Булатов: Это очень распространенный подход, и мы часто видим, как мастер, который что-то нашел, бесконечно варьирует собственное творчество и ничего нового не создает. На этом построено все американское искусство: просто гонят продукцию с колоссальной скоростью. Я же все время стараюсь делать что-то такое, чего раньше не пробовал.

культура: Культура — это единое целое, объединяющее литературу, музыку и живопись?
Булатов: Думаю, да. Тем не менее, каждая составляющая требует специфического отношения. Всегда приходит на ум библейское: «В начале было Слово». Поэтому то, что ты нарисовал, считают как бы иллюстрацией. Но давайте вспомним всю фразу: «В начале было Слово, и Слово было у Бога, и Слово было Бог». Значит, Бог — это прежде всего образ. 

культура: Вы относитесь к художникам, анализирующим, как и почему пишут свои картины. То есть, у Вас рациональный, а не интуитивный подход к творчеству?
Булатов: Без интуиции не обойдешься. Но она кратковременна. Я должен понимать, что делаю. Вероятно, у других больше таланта, которого мне не хватает. У них рука умнее головы. Они творят, не зная что, а получается хорошо. Недаром Фаворский, самый рациональный мастер из всех, говорил: «Я потом могу все объяснить, но когда пишу, то не знаю, почему это делаю». 

культура: Надо ли помогать зрителю в постижении сути произведения?
Булатов: Мне это необходимо. Поэтому я сочиняю статьи, где высказываю принципиальные соображения. Объясняю, как построена картина. Чтобы быть зрителем, нужно иметь талант. Смотреть живопись — серьезный труд. Когда я иду в Лувр, то выбираю три-четыре полотна и после чувствую себя ужасно усталым. При этом хочется поделиться тем, что увидел и понял. 

культура: Как известно, время все рассудит и расставит по своим местам. Какими глазами люди взглянут на Ваши полотна лет через сто или двести? Поймут ли их?
Булатов: «Зайдите через тысячу лет, — предлагал Маяковский, — там поговорим». Язык Вермеера понимают через столетия. Если я действительно создал что-то живое, оно останется. 

культура: В искусстве существуют настолько разные тенденции, что зачастую трудно объединить их в одно понятие. 
Булатов: Мне неясно, как можно назвать одним словом то, что делаем я и Джефф Кунс. Или, скажем, есть группа, именующая себя московскими концептуалистами. Поскольку им визуальный образ вообще не нужен, они не прекращают нападки на картину. Сейчас любой перформанс — особенно в России — совершается с политическими целями. Его пытаются представить как артистический жест, факт искусства. Кто что-то придумал — уже художник, а заказать исполнение можно и простому ремесленнику. Для меня это полный бред. Намерение вообще ничего не значит. Искусство начинается с реализации. Тем не менее нужно отдавать себе отчет в границах дозволенного и не переступать их. 

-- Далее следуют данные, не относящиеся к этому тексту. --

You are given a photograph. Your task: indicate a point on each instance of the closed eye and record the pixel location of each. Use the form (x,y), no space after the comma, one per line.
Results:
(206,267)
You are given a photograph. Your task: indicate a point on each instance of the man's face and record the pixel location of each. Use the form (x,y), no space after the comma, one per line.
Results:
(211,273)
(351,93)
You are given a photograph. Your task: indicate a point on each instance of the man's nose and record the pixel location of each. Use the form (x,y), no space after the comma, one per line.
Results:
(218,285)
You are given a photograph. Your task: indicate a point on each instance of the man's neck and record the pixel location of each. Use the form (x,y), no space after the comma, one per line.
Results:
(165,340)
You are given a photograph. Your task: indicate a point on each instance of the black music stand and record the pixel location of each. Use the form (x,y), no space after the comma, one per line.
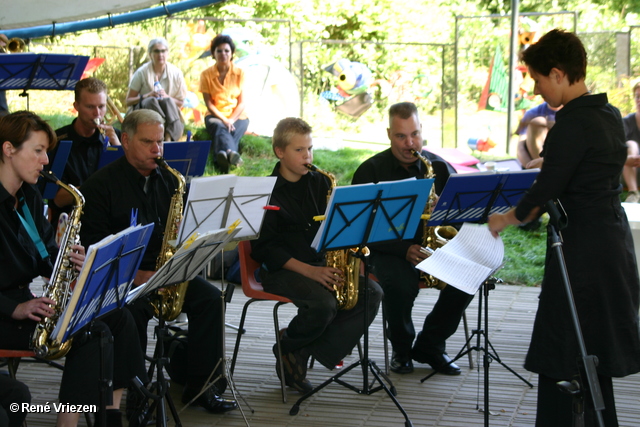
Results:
(222,201)
(106,277)
(472,198)
(586,364)
(46,71)
(183,266)
(362,214)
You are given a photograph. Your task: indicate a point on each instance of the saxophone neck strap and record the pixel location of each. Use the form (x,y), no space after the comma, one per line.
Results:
(30,226)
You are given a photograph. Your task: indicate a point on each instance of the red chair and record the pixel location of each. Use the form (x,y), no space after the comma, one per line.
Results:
(12,359)
(253,289)
(422,285)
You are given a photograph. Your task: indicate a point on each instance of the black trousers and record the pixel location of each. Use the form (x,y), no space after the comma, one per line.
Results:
(80,383)
(400,282)
(203,305)
(12,391)
(555,407)
(327,333)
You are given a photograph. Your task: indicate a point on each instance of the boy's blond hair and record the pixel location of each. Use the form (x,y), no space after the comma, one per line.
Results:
(285,129)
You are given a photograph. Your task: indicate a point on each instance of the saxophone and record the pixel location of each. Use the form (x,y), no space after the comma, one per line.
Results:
(433,237)
(171,297)
(63,276)
(344,260)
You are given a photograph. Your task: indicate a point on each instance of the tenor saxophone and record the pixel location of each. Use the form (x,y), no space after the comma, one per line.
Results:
(433,237)
(60,285)
(345,260)
(172,297)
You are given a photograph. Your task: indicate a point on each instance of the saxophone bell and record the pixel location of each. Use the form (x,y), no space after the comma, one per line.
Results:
(63,276)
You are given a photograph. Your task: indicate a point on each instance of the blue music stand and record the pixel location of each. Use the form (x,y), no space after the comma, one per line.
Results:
(350,210)
(188,158)
(44,71)
(102,286)
(362,214)
(473,197)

культура: В последние годы Лувр выставляет работы современных мастеров среди классических шедевров. 
Булатов: Я считаю это ошибкой. Оставьте в покое настоящее искусство, чтобы на него можно было смотреть и опираться.

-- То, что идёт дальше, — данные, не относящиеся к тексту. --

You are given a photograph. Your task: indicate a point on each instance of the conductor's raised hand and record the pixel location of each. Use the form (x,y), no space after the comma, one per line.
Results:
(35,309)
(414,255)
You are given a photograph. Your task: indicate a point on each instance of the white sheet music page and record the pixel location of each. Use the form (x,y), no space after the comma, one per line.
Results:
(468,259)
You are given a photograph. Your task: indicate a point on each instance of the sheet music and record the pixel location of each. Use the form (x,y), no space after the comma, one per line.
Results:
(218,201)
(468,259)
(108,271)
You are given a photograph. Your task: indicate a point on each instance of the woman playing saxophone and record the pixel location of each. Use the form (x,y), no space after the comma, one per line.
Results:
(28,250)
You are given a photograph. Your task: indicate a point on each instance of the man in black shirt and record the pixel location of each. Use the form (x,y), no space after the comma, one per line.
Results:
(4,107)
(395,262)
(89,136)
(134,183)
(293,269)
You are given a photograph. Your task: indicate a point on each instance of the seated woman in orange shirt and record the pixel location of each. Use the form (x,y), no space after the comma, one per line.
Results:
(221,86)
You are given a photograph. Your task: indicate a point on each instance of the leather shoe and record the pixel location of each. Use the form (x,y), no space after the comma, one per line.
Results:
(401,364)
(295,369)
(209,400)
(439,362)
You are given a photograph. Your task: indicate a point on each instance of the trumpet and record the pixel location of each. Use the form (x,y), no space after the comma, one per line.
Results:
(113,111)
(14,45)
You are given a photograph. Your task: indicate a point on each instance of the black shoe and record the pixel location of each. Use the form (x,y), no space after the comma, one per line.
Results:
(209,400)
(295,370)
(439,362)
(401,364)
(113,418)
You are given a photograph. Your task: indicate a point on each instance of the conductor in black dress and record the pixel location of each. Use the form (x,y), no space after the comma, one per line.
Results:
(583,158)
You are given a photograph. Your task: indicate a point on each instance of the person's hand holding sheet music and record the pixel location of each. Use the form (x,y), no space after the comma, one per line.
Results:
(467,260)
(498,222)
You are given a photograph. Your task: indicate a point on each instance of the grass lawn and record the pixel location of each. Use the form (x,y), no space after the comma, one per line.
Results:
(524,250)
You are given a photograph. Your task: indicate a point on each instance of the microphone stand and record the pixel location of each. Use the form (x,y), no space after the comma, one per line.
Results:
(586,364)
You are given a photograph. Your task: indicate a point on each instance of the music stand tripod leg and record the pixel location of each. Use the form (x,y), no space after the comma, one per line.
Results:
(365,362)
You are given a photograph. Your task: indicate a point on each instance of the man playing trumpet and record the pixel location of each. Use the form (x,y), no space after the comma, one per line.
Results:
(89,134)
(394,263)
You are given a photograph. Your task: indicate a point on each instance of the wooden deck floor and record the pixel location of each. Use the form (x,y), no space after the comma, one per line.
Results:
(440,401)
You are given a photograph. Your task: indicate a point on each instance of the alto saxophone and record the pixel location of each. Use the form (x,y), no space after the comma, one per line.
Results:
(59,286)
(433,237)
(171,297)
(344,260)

культура: Новая живопись должна чтить традиции или неизбежно отрицание предшественников? 
Булатов: Каким бы новаторским ни было творчество, оно все равно связано с прошлым. Малевич получил от Левитана неосознанное наследие, и поэтому между ними есть глубокое внутреннее единство. 

культура: Несколько лет назад по просьбе мэрии Вы создали эмблему «Москва — лучший город Земли». 
Булатов: Наша столица с ее потрясающей энергетикой — центр русской культуры. Я вижу, с каким интересом люди ходят в театры, на выставки. В этом отношении Петербург по сравнению с Москвой выглядит провинцией. Да и Париж ей уступает.